The reason may well be the need for Google to focus and not scatter its resources and attention in too many directions. But at a time when competition has sharply increased and impressive technology become commonplace, significant innovation is a key to business success.
[Update 19-Aug-2013 1:30pm: According to an official source at Google who did
not wish to be named or directly quoted, the company still wants
engineers to work on side projects -- the 20 percent ones -- that
interest them. Even if the hours don't add up to 20 percent, the person said that the spirit of having engineers develop their own ideas was core to Google's culture.]
Not that the company has necessarily outlawed personal project time: Some Google engineers insist that personal project time is still available. Others, though, say that 20 percent time is effectively dead because career advancement is more tied to main projects, meaning that 20 percent time becomes 120 percent time -- what engineers and designers do over and above regular work. What's to keep them from then developing ideas on personal time and starting their own businesses?
On the surface, it might seem foolish to think of Google possibly losing an innovative edge. After all, the company's Android mobile operating system has a 79 percent market share, according to Gartner. Such projects as Google Glass (a new patent hints at monetization schemes) and self-driving cars have garnered enormous attention. It's not as though it skimps on research. In the quarter that ended June 30, R&D spending was about 15 percent of revenue. The year before, the portion was 14 percent.
And Google did need to bring some focus to the company. Every service, every product, every piece of software became another voice competing for attention. Larry Page was right when he became CEO to narrow the breadth of activities. Even if there were enough employees to churn out new ideas, there were limited strategic planning and oversight resources in management.

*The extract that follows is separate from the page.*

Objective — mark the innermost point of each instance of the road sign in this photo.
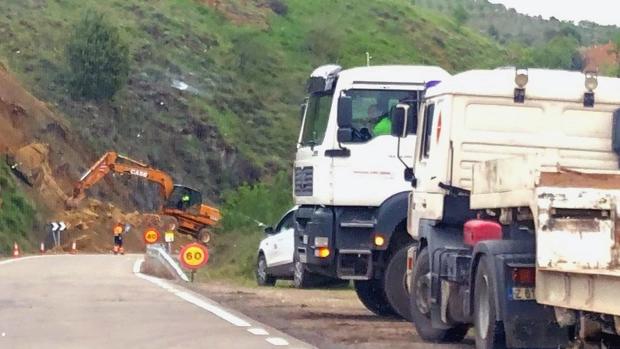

Enabling innovation revolution
And yet, there's a big "but." There are two types of innovation: Revolutionary and evolutionary. Revolutionary innovation comes when people develop ideas and implementations of them that no one has seen before. Combining touch interfaces, a strong design aesthetic, downloadable apps, and cellular technology resulted in the early iPhone. Recent iPhones have exhibited more evolutionary innovation, in which concepts and products are refined over time.
Both types are innovation and both are necessary. Sticking with the first version of something new would leave a company with something that would eventually be seen as relatively crude in execution. However, revolutionary innovation is generally the sort that takes new markets by storm. Such innovation needs freedom to put ideas together and follow trails that may ultimately lead to nowhere. Nothing is guaranteed about revolutionary innovation. And yet, for all the small projects that Google has winnowed out, there have been some winners over time, like Gmail, as Quartz reported. (The site also mentioned AdSense, but that was actually acquired by Google years ago.)
If Google is discouraging engineers from working on personal projects, then it depends on management to recognize all good ideas and consistently guess correctly which ones could propel the company into a new phase of growth. Unfortunately, that level of accurate prognostication doesn't exist anywhere. If often takes developing an idea to let others see what might be valuable in it.
Maybe Google assumes that wildly speculative idea generation is best served by startups that could be acquired. But there's no guarantee of getting the company and technology you think is critical. Google wanted to invest in Facebook and couldn't. It didn't get to grab Twitter. For better or worse, Google didn't ultimately buy Groupon, although it came close. And the right innovation snapped up by a competitor can be a disaster.
One of Google's management strategies that has apparently worked well in the past, whether for developing ideas or attracting the right people, was offering personal project time. Management at 3M created a long-lasting innovation bonanza by instituting personal project time. (Post-It notes were one result.) By moving away from personal projects to become more directed, Google could undo a major foundation of its innovation and competitiveness.